Zaten küçüklükten beri öğretilen bu değil mi bize? Yaramazlık yapmazsak sevildik, çalışkan olursak sevildik, susarsak sevildik… Sevilelim diye kendimizi unuttuk. Böyle olunca ne sevmek için ne de sevilmek için karşılık bekleyen insanlara kızmak anlamsız. Başka yol öğretmediler ki! Eminim bilseydik diğer yolu yani sağlıklı olanı yaşayıp yaşatırdık. 

Kim neden korkutmuşsa bizi bu kadar!?  Kendimiz olmayı başaramıyoruz. Kendimiz olunca toplumsal kabul görememekten, dışlanmaktan ve en çok kendi gözlerimize bakmaktan... Neleri görmekten korkuyoruz? Hatalarımızı mı? Günahlarımızı mı? Başarısızlıklarımızı mı? Bencilliklerimizi mi? İnsan olduğumuz gerçeğinden mi kaçıyoruz? Yoksa her insan gibi olduğumuz gerçeğinden mi? Hep farklı sanıyoruz kendimizi, hep başka, hep ayrı, hep özel. Ödümüz kopuyor sıradanlıktan ama bir yandanda çemberin dışına adım atmayı göze alamıyoruz. Göze alanlarada hasetle bakıyoruz. Ne cüretle ayrılır sürüden diyoruz, neyine güvenir de kendini seçer...

Birçok insan dönüp sormuyor kendine '' Ben Kimim?'' diye... Dayatılan hayatı yaşıyor.
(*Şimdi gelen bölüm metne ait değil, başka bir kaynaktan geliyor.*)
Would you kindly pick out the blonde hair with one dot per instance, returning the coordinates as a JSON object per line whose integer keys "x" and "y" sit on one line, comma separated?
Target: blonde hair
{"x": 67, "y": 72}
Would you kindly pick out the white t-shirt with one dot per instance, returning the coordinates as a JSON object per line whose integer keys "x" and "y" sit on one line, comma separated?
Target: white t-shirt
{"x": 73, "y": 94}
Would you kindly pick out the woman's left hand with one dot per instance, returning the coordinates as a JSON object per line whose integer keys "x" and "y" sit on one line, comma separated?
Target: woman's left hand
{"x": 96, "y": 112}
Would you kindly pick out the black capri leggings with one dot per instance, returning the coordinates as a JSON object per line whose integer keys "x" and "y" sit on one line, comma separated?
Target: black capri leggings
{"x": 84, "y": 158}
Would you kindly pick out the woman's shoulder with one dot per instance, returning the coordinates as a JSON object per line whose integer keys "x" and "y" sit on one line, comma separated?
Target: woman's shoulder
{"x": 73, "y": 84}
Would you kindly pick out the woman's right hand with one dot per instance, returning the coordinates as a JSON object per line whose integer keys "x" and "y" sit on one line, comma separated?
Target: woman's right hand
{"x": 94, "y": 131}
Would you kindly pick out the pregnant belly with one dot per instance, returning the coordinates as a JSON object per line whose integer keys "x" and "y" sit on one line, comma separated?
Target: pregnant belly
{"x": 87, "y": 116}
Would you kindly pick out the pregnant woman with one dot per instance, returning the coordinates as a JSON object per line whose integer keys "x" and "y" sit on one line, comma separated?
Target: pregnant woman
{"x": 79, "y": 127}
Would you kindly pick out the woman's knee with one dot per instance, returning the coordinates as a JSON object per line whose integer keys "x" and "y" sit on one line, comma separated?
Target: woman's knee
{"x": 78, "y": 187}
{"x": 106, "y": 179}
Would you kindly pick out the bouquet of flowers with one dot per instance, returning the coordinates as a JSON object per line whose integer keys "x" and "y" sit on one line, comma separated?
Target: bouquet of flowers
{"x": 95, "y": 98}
Kim ne isterse, kimi nasıl memnun edecekse, kim nasıl yanında kalacaksa o şekilde yaşamına devam ediyor... 

Peki... Kendimiz olmayı nasıl başarabiliriz?

KENDİN OLABİLMENİN YOLLARI...

Öncelikle üç tip benlik modeli olduğundan bahsedebiliriz. Yani senin içinde üç tane daha senden var. Bir tanesi senin doğuştan getirdiğin ve yaşam amacını barındıran sen. Diğeri insanların, toplumun, kültürün benzeri bir sürü şeyin sonradan öğrendiğimiz senden beklenen sen. Sonuncusu ise oldukça yıpratıcı olan idealize ettiğin sen. Bu üçü arasında nasıl gidip geldiğin ise senin kendin olmanı belirliyor.

Dış seslere kulak asma!..

Dış sesleri kısıp kendi içsesini duymaya yönelik zaman ayırman. Yani diğerlerinin senden ne beklediklerini bırakıp, senin kendinden beklediklerini bırakıp neyi yapabildiğine odaklanabilirsin. Bunu yapmaya başladıkça da yüzün çok fazla gülüp, kalbin çok daha fazla seviyor olacak.

Kendini sev!..

Her zaman ama her zaman mutlaka kendine iyi davran. Kendini sev, şefkatle yaklaş. Yanlış yaptığında acımasızca kendini eleştirip üzme. Aksine başını okşa, kendini kucakla ve her şeyin geçeceğini söyle. 

Önce sen!..

Ailen dışında ki insanlarla ilişkilerinde asla kendi ihtiyaçlarını ikinci plana atma ve kendini hayallerle kandırma. Her zaman ama her zaman önce sen gelmelisin. Asla başka insanlar üzülmesin diye kendini üzmeyi tercih etme. 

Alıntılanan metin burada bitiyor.